As for what this all means for clinical practice, Wittstein said while the study emphasizes that Takotsubo is primarily a syndrome of middle-aged or elderly women, “the fact that 11% of the patients were below the age of 50 years reinforces that [it] should be in the differential diagnosis for patients of any age with suspected acute coronary syndrome, including healthy young adults and children. Because young patients are likely the least susceptible to [Takotsubo], they may require the greatest amount of sympathetic stimulation to precipitate the syndrome.

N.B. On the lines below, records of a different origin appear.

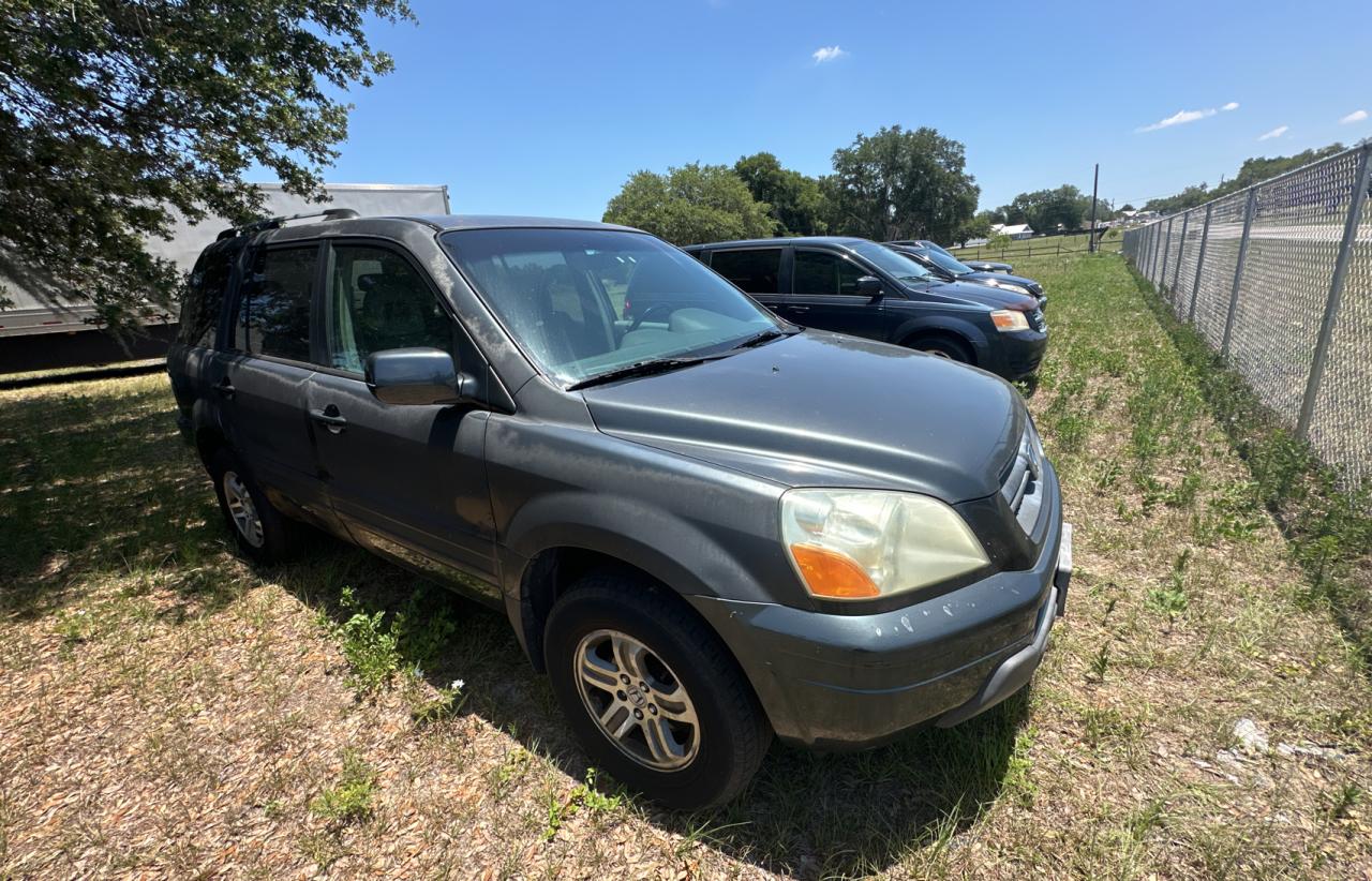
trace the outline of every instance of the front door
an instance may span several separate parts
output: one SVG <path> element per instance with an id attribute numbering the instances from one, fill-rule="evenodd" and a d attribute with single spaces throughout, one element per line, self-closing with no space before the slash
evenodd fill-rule
<path id="1" fill-rule="evenodd" d="M 229 445 L 287 510 L 325 504 L 305 416 L 318 257 L 318 243 L 247 257 L 229 350 L 217 353 L 210 369 Z"/>
<path id="2" fill-rule="evenodd" d="M 844 254 L 796 248 L 792 295 L 782 316 L 804 327 L 885 340 L 889 329 L 882 298 L 858 291 L 858 279 L 870 274 Z"/>
<path id="3" fill-rule="evenodd" d="M 325 366 L 307 398 L 333 512 L 358 543 L 498 601 L 487 412 L 387 405 L 364 381 L 366 357 L 388 349 L 442 349 L 476 376 L 484 362 L 398 248 L 342 242 L 327 259 Z"/>

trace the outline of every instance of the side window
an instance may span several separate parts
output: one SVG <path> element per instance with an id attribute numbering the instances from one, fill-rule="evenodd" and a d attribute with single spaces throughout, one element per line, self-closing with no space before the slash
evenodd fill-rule
<path id="1" fill-rule="evenodd" d="M 815 296 L 858 294 L 858 279 L 863 270 L 829 251 L 796 251 L 796 294 Z"/>
<path id="2" fill-rule="evenodd" d="M 240 351 L 289 361 L 310 360 L 310 298 L 318 247 L 258 251 L 239 298 Z"/>
<path id="3" fill-rule="evenodd" d="M 328 364 L 361 373 L 387 349 L 453 349 L 453 320 L 405 258 L 369 244 L 333 247 L 329 266 Z"/>
<path id="4" fill-rule="evenodd" d="M 181 325 L 177 342 L 187 346 L 214 346 L 214 332 L 220 327 L 224 292 L 229 287 L 229 273 L 237 251 L 220 248 L 207 251 L 195 262 L 181 301 Z"/>
<path id="5" fill-rule="evenodd" d="M 749 294 L 781 294 L 781 248 L 715 251 L 709 268 Z"/>

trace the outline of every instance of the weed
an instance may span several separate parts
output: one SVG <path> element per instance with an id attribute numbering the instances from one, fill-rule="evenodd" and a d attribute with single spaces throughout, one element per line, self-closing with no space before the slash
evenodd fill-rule
<path id="1" fill-rule="evenodd" d="M 353 823 L 372 814 L 375 796 L 376 771 L 358 753 L 347 751 L 338 782 L 310 801 L 310 814 L 331 823 Z"/>
<path id="2" fill-rule="evenodd" d="M 351 612 L 346 622 L 331 626 L 348 663 L 348 685 L 362 694 L 379 692 L 401 670 L 399 639 L 383 624 L 386 611 L 368 612 L 351 587 L 343 589 L 339 604 Z M 329 626 L 327 619 L 324 623 Z"/>
<path id="3" fill-rule="evenodd" d="M 445 719 L 451 719 L 462 709 L 468 694 L 461 679 L 454 679 L 447 688 L 438 690 L 438 697 L 416 701 L 410 708 L 410 718 L 418 726 L 434 725 Z"/>
<path id="4" fill-rule="evenodd" d="M 1087 671 L 1088 682 L 1104 682 L 1106 671 L 1110 670 L 1110 644 L 1106 642 L 1100 646 L 1100 650 L 1095 653 L 1091 659 L 1091 667 Z"/>

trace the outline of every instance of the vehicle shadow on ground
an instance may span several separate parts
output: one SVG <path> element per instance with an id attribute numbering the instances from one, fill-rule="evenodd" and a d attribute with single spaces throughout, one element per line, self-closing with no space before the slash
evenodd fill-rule
<path id="1" fill-rule="evenodd" d="M 395 572 L 388 564 L 362 554 L 340 568 L 339 559 L 353 560 L 355 553 L 321 546 L 310 568 L 322 565 L 344 578 L 335 583 L 361 583 L 358 578 L 366 576 L 369 587 L 359 596 L 368 602 L 391 609 L 403 604 L 401 593 L 379 586 L 379 579 L 391 579 L 383 569 Z M 318 574 L 300 575 L 277 580 L 302 589 L 302 600 L 339 622 L 351 615 L 338 594 L 320 591 Z M 438 590 L 427 602 L 431 613 L 451 616 L 457 627 L 443 650 L 425 661 L 424 678 L 435 688 L 462 679 L 468 696 L 462 714 L 480 716 L 573 779 L 584 779 L 586 756 L 505 616 Z M 800 878 L 875 873 L 911 851 L 947 844 L 1007 786 L 1018 785 L 1013 756 L 1026 712 L 1021 693 L 956 729 L 922 727 L 856 753 L 815 753 L 774 742 L 753 784 L 731 804 L 675 812 L 634 796 L 632 806 L 649 822 L 683 836 L 686 852 L 713 848 Z M 600 786 L 616 789 L 606 778 Z"/>

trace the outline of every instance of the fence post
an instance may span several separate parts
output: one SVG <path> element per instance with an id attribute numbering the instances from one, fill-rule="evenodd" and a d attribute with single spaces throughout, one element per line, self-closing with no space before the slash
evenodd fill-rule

“Clinicians need to be aware that this may make young patients with [Takotsubo] a particularly concerning population that will frequently require the most aggressive hemodynamic support and vigilant monitoring during the initial presentation,” he concludes.

  • Templin reports being supported by the H.H. Sheikh Khalifa bin Hamad Al-Thani Research Programme.
  • Cammann and Wittstein report no relevant conflicts of interest.